Monday, September 28, 2009

Self-Imposed TERM LIMITS say something about the politician

I remember back in 1992 the voters in the State of Washington instituted term limits on their elected officials.  The state’s US congressman at the time Democrat Tom Foley was a powerful heavily entrenched career politician who had already served in the US House for nearly 30 years, decided that the voters in his state were wrong and he being a seasoned lawyer brought a suit against his state to overturn the new initiative. Hard to believe, but true!  What does this say about the attitude of an elected official who turns on his own constituents? It seemed surreal that any politician could be so callus and arrogant toward those who had elected him into office, time and time again, election after election for three decades! Was Mr. Foley an example what happens to politicians who forget why they are in office-to SERVE and represent the values, beliefs and needs of their constituents who elected them to office?

Mr. Foley was the Speaker of the US House, a position he achieved in 1986 when House Speaker Jim Wright (D) of Texas resigned his position in the midst of an ethics scandal. While in the House, Speaker Foley, consistently opposed efforts to impose term limits on the elected officials in Washington State. He won the support of the State’s voters to reject a term limits referendum in 1991 but just one year later in 1992 the voters decided that they had had enough and passed the initiate and term limits became the law.

One would think that an elected official would get the message of one’s constituents but this was not the case with Tom Foley.  He pressed on with his law suit challenging the constitutionality of a state law setting eligibility requirements on federal offices. The Federal courts sided with Mr. Foley declaring that states did not have the authority under the U.S. Constitution to limit the terms of federal officeholders. A victory for Mr. Foley?  I think not.  Now as Paul Harvey would say; “here’s the rest of the story.”

In 1994 just two years after the States voter approved term limits initiate Mr. Foley decided that he wanted to run once again for re-election. Now just imagine your are the sitting congressman and your constituents in record numbers voted to keep you from making a career out of your position you laughed at them called them ignorant, ill-informed law-breakers, you sued them in Federal court and now you smile at those whom you have conquered and tell them that you want to SERVE them once again for a 16th term. Does this even seem real?  Into the picture comes Republican challenger George Nethercutt of Spokane, Washington.

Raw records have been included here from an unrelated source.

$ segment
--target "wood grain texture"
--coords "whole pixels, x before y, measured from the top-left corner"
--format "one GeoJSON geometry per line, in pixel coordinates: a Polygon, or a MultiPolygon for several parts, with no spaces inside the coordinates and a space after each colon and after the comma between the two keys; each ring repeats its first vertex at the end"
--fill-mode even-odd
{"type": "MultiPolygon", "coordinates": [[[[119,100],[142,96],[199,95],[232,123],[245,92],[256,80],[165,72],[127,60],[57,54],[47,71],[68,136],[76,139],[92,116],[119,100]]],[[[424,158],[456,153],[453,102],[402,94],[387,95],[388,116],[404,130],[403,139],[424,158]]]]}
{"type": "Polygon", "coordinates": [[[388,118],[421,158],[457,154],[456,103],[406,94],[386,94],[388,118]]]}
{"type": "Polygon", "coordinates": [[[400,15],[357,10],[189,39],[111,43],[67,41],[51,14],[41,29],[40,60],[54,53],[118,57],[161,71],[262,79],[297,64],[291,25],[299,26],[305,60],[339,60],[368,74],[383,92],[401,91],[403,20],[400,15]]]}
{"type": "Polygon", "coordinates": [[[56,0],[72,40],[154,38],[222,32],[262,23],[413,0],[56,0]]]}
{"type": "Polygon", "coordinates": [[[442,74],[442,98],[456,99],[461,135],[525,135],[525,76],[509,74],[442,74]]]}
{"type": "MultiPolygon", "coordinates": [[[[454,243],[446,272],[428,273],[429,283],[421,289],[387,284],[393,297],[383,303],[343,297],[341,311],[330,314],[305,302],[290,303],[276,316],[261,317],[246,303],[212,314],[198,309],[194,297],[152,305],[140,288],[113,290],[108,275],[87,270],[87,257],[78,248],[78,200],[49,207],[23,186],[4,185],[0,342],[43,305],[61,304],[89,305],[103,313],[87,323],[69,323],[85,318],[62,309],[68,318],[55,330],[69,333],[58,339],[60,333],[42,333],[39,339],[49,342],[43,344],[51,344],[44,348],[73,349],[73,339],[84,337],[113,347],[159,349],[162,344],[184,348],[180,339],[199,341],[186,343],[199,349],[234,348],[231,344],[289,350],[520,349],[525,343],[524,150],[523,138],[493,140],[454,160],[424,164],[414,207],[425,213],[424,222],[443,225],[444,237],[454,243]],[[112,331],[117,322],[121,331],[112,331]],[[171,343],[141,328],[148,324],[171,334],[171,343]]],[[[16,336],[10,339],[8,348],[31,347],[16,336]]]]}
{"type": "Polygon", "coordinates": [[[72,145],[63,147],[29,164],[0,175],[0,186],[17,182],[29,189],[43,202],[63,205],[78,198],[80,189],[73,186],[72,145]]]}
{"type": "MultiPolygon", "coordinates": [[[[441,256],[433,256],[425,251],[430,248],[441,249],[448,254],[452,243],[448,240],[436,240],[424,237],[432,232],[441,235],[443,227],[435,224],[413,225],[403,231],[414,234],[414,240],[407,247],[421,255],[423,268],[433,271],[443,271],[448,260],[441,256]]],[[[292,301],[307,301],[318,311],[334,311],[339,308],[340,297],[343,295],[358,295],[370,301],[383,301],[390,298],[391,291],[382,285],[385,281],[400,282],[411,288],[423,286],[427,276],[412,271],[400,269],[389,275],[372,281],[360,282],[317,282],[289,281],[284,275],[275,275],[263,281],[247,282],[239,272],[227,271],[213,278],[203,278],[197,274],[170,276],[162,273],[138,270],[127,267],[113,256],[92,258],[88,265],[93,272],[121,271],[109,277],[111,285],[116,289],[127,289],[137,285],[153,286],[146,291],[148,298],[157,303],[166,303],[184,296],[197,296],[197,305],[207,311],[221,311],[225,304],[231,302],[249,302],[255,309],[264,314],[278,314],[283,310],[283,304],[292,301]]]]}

Nethercutt was a well spoken and confident newcomer to politics.  His campaign focused on one simple line, "Foley against the People of the State of Washington." Nethercutt won the election making Tom Foley the first sitting Speaker of the House to lose his bid for re-election since Galusha Grow in 1862.

Term limits are a wonderful thing when they are self-imposed.  It is the recognition that lengthy service breeds entitlement.  It is the very reason that President’s Washington and Jefferson after both serving two terms would not run for a third.  They each new that the longer they served the greater the likelihood that selflessness could become selfishness. Even George Nethercutt promised the voters of Washington that he would only serve three terms but he served five and lost his bid for a sixth term! Obviously, the voters finally caught on that time.

There are two reasons that I support term limits. First is apathy. Apathy (a low voter turnout) usually keeps the incumbents in office.  It is when the voters look the other way and don’t vote that their freedoms are slowly taken from them.  Term limits are a good way to keep apathy from re-electing the same people year after year decade after decade.  The second reason I support term limits is because the incumbents have discovered another way to stay in office through re-districting.  They simply re-draw the lines in their districts to make sure that they only capture the people who voted for them.  This way regardless of the voter turnout they will be re-elected because the majority of the voters in their “new” district are the party-liners who voted for them the last time.

If more people would vote there would be no need for term limits. Ultimately the power should always be in the hands of the voters not the politicians.  The only power a politician should and does have is that that is given them in measure by those who put them in office. When that power is abused or worse, used against the very people who gave it, the voters MUST take it away.  And the best way to take it away is at the election both one vote at a time.  But until more voters exercise their God-given right to vote I will support term limits!